In my head, I began to associate Kerala as a place without fences and boundaries, a place where ease of movement was the default setting. Years later, when I read the great 19th century American naturalist John Muir’s book titled A Thousand-Mile Walk to the Gulf , wherein he recounts his travels on foot from Louisville in Kentucky to the Gulf Coast of Florida, what struck me vividly was how freely he travelled. He doesn’t mention running into property owners who denied him the right of passage, or seeing signs that declared ‘no trespassing’. This is not to suggest, as the scholar Eric Freyfogle has argued, that 19th century Americans had no concept of private property but rather that they viewed open uncultivated lands as something to be shared, to be traversed and used by all.

Dividing land

Last year, when I visited my aunt, now well into her old age, I saw that the areas nearby where I had wandered freely as a child were now filled with fences and walls. Tracts of lands that were once publicly accessible were now partitioned and rendered beyond a wayfarer’s reach. To walk through them meant seeking the permission of the owner. Cattle now no longer grazed freely but were often sequestered.
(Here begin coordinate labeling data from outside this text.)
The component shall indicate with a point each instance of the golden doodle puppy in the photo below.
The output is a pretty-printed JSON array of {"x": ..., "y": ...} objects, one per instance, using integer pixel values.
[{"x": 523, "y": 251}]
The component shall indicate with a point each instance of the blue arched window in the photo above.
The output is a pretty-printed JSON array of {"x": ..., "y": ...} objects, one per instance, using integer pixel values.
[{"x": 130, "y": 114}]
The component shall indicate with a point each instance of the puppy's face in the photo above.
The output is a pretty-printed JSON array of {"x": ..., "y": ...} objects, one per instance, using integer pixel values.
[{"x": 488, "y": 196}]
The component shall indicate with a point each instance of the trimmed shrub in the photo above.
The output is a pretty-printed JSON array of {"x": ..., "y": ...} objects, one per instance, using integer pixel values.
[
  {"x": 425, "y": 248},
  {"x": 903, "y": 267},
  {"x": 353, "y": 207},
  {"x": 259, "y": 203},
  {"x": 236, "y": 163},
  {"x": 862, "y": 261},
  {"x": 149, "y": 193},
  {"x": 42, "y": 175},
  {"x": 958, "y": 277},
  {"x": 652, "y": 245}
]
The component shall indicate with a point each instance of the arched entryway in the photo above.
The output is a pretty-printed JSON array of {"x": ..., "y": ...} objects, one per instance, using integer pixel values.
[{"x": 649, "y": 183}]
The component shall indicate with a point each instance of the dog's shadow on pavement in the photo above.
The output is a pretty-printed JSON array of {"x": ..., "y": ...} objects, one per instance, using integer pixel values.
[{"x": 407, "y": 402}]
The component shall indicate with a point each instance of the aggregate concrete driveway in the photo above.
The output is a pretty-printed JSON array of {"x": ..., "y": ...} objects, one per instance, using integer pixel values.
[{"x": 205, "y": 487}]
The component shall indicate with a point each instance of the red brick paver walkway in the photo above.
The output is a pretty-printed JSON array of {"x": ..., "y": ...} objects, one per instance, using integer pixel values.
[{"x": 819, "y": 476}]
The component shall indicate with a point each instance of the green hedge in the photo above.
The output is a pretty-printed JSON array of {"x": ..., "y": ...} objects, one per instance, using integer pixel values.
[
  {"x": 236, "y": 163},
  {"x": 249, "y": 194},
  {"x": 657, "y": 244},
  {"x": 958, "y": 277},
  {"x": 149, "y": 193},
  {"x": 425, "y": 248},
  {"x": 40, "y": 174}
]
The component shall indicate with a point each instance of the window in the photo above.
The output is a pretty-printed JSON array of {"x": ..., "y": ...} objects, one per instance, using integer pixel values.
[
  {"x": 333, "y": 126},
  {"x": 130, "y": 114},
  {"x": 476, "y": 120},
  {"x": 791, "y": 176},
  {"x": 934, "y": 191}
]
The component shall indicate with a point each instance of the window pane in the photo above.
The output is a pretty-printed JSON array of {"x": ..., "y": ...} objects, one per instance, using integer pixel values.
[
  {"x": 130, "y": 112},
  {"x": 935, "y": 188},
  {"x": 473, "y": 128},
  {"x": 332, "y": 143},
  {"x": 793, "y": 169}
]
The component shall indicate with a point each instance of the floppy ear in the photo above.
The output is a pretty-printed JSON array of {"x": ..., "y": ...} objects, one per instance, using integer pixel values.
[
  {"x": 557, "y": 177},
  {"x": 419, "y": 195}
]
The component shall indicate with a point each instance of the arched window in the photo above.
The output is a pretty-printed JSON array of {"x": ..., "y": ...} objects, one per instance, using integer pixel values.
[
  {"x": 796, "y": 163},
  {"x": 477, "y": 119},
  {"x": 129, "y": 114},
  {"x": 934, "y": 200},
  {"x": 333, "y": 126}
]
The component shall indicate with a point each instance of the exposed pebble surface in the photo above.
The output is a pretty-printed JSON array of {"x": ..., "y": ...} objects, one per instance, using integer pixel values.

Signs in Malayalam and English threatened passers-by, like overzealous drunks, that ‘trespassers will be prosecuted to the fullest extent of the law’. Even in everyday language, I noticed a shift. Instead of referencing lands by an old markers — the land where the tamarind tree blooms or the grounds where the toddy tapper was bitten by a snake — the lands were now explicitly tagged with the name of their owners. Nature had become indistinguishable from property. Not just had an older way of description and remembering been lost, it had become inconceivable to think and talk about the woods and uncultivated land without thinking of it as property to be bought and sold. Disconcerted by this subtle shift in temperament and language, I ran into lines by the sage of Walden Pond, H.D. Thoreau, who wrote 150 years ago about the consequences of a culture that begins to think of nature as private property: “The day will come when [land] will be partitioned off… in which a few will take a narrow and exclusive pleasure only — when fences shall be multiplied, and man-traps and other engines invented to confine men.”

Protecting public usage

Faced with this zeal of private property owners to exclude others from their lands, a few European countries like Sweden began to formalise laws to protect public usage through concepts they called allemansrätten (the everyman’s right). The U.K. passed in 2000 the Countryside and Rights of Way Act that overnight granted the English and Welsh freedom to walk and wander through 3.4 million acres of privately held lands. What these efforts tried to do is address the perennial problems of the tragedy of commons (‘ poromboke ’, as the uncultivated public lands are derogatorily referred to in Tamil and Malayalam) by allowing for these lands to retain their legal status as private property while still enabling non-commercial usage for everybody (“don’t disturb, don’t destroy”, as the Swedes summarise their ethos underscoring their laws).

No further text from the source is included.